As the entropy of the universe increases, the complexity increases.
If the complexity reaches a certain point, then a phase transition occurs.
Conclusion: As entropy increases, phase transitions occur.
Next:
Phase transitions give rise to different macroscopic descriptions of the same microscopic phenomena.
Evolution is a series of phase transitions.
Consciousness is related to the brain.
Conclusion: consciousness is a phase transition, macro level description of evolved organic complexity.
Please excuse my argumentation. I hope that made sense.
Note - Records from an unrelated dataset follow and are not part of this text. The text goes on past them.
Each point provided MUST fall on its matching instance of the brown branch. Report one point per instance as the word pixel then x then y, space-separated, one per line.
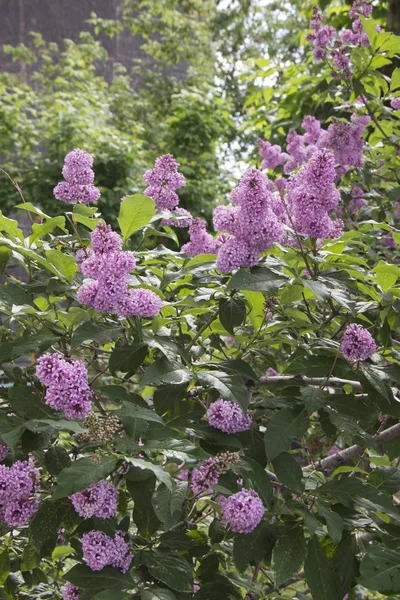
pixel 336 460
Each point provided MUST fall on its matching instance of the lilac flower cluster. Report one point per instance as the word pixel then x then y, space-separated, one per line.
pixel 357 200
pixel 3 450
pixel 243 511
pixel 201 242
pixel 327 44
pixel 163 181
pixel 100 499
pixel 312 195
pixel 99 551
pixel 67 385
pixel 210 471
pixel 19 487
pixel 70 592
pixel 78 186
pixel 108 268
pixel 250 225
pixel 228 417
pixel 357 343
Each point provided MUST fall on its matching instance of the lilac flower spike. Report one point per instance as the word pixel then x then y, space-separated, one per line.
pixel 243 511
pixel 67 385
pixel 78 186
pixel 100 499
pixel 228 417
pixel 357 343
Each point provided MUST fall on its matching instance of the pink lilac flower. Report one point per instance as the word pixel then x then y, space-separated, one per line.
pixel 70 592
pixel 228 417
pixel 99 551
pixel 139 302
pixel 19 487
pixel 272 155
pixel 357 343
pixel 243 511
pixel 100 499
pixel 209 472
pixel 108 268
pixel 78 186
pixel 3 450
pixel 67 385
pixel 201 242
pixel 184 218
pixel 312 194
pixel 162 182
pixel 251 221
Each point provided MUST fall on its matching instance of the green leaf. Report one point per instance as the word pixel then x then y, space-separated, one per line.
pixel 38 231
pixel 288 471
pixel 135 212
pixel 380 570
pixel 168 504
pixel 164 372
pixel 11 350
pixel 231 387
pixel 386 275
pixel 65 264
pixel 251 547
pixel 158 471
pixel 4 566
pixel 345 564
pixel 61 552
pixel 319 575
pixel 85 578
pixel 56 459
pixel 313 398
pixel 171 569
pixel 334 522
pixel 81 473
pixel 386 479
pixel 255 477
pixel 259 279
pixel 157 594
pixel 287 424
pixel 103 333
pixel 232 312
pixel 127 359
pixel 288 554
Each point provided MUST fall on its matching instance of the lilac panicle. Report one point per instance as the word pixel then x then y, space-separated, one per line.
pixel 243 511
pixel 357 343
pixel 100 499
pixel 99 551
pixel 67 385
pixel 228 417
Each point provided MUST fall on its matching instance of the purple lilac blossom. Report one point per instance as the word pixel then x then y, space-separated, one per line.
pixel 100 499
pixel 19 487
pixel 243 511
pixel 67 385
pixel 357 343
pixel 78 186
pixel 312 194
pixel 209 472
pixel 70 592
pixel 251 221
pixel 162 182
pixel 201 242
pixel 3 450
pixel 228 417
pixel 100 551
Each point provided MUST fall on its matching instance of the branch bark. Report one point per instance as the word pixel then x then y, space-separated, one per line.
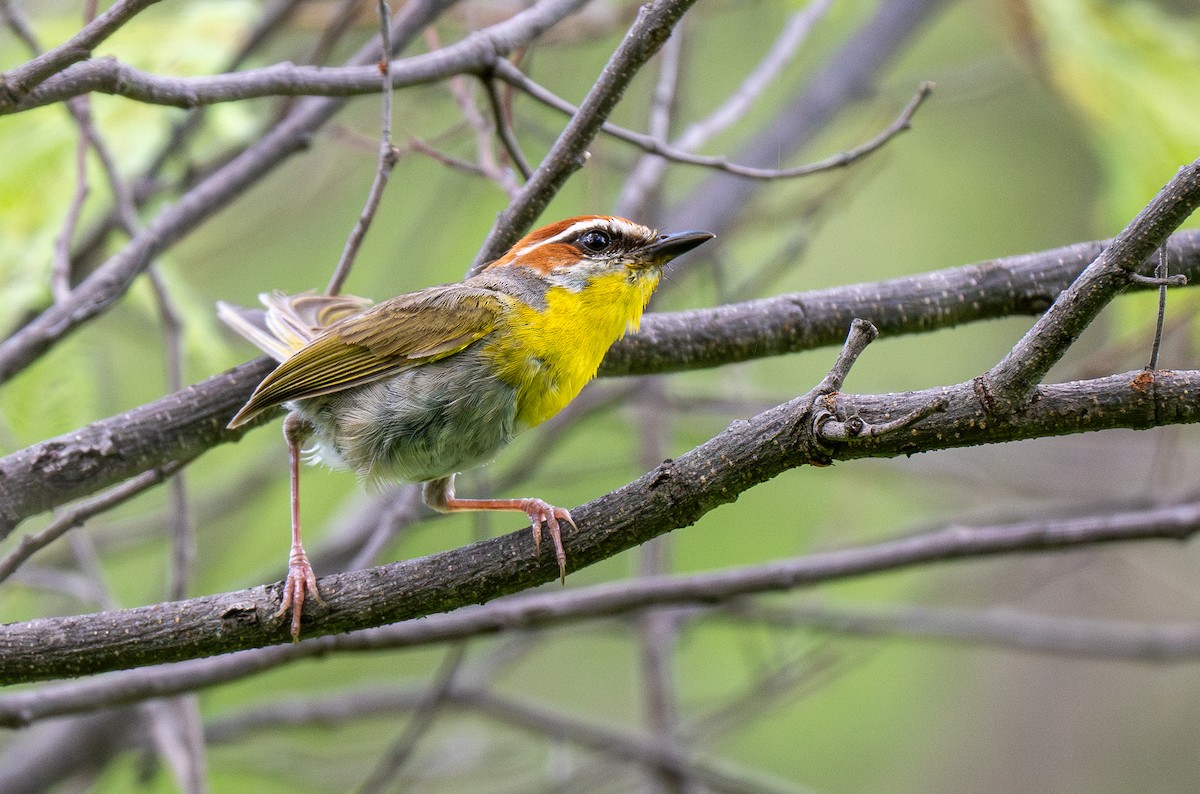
pixel 675 494
pixel 184 423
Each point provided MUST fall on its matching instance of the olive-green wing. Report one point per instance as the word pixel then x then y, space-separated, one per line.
pixel 401 332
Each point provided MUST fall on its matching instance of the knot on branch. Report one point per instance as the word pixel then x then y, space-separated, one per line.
pixel 828 427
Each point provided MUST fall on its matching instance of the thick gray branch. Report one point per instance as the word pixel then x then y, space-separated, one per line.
pixel 667 342
pixel 675 494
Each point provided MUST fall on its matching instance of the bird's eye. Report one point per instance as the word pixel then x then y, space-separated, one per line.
pixel 595 241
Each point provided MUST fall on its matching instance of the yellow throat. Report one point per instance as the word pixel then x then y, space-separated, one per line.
pixel 550 355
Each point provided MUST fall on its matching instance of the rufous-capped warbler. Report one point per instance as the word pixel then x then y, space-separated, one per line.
pixel 431 383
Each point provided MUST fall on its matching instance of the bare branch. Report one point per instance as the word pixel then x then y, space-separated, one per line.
pixel 473 55
pixel 568 155
pixel 675 494
pixel 653 145
pixel 1013 380
pixel 18 82
pixel 388 156
pixel 185 423
pixel 109 282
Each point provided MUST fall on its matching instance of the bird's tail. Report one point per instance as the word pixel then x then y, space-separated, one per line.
pixel 289 322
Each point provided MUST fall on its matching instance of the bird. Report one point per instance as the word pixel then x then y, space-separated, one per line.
pixel 431 383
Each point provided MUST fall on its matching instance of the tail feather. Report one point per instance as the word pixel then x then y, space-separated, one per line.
pixel 289 322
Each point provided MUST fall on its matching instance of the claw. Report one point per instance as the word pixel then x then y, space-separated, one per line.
pixel 301 582
pixel 541 512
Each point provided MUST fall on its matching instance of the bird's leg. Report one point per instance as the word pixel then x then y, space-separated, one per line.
pixel 439 495
pixel 301 582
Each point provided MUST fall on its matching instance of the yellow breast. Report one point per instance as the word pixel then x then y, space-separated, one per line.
pixel 550 355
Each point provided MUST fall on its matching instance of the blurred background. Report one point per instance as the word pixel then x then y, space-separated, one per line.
pixel 1054 121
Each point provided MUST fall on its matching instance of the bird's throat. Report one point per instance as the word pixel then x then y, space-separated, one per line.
pixel 551 354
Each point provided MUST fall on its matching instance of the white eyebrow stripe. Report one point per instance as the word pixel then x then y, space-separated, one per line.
pixel 618 226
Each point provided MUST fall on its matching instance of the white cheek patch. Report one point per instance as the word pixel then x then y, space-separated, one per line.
pixel 616 227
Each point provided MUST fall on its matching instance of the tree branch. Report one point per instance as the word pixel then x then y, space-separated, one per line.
pixel 184 423
pixel 676 494
pixel 103 287
pixel 1012 382
pixel 16 83
pixel 568 155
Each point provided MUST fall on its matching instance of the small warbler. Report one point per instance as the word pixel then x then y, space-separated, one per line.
pixel 431 383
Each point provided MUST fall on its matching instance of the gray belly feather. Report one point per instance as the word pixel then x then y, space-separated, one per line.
pixel 419 425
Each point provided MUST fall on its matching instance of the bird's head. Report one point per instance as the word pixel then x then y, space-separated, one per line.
pixel 574 252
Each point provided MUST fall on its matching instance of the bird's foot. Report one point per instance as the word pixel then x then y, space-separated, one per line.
pixel 301 583
pixel 541 512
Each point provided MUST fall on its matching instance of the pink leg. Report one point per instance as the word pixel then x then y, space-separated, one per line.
pixel 439 495
pixel 301 582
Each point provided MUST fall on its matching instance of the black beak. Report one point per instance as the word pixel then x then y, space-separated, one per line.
pixel 669 246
My question to Carroll would be:
Are we even talking about the same thing anymore? I understand talking about a box, or the moon, or water in terms of elementary particles or chemicals, and forces. I find that the same reasoning is difficult to apply to consciousness. To me, there is deep sense in which the materialist position just boils things down too much. Not in a reductionist way, but in a personal way. From a medical perspective, I deeply admire the transition from the biomedical model to the biopsychosocial model of medicine - or at least the attempt to transition - because it treats people like their subjective experience matters. Given this context, should we take the pragmatic memo and stop trying to ground everything in metaphysics, or should we keep trying? I have no idea.
Finally, an omage -paraphrased- to Alex O'Connor in relation to truths that are very difficult to propositionalize; try to put a Dostoyevski novel into a syllogism. In my view, i just dont think it's possible.
That was useful. Carroll blew me away in this with how well he put the physicalist position (and how hard it is for someone who hasn't grokked it to make sense of it), so I'll put that book on my reading list. I think there's another simple explanation of why we keep going round in circles on consciousness, and it's just the privacy thing. We want an objective explanation (which means one we can generalize to "persons") but of something only one particular person can ever have (at least unless we invent some pretty impressive mind-melding technology and can tap into someone else's).
that was good 20 years ago at the apex of new materialism ... Now is an obsolete conversation.
Oh the hard problem of consciousness was solved, I missed that!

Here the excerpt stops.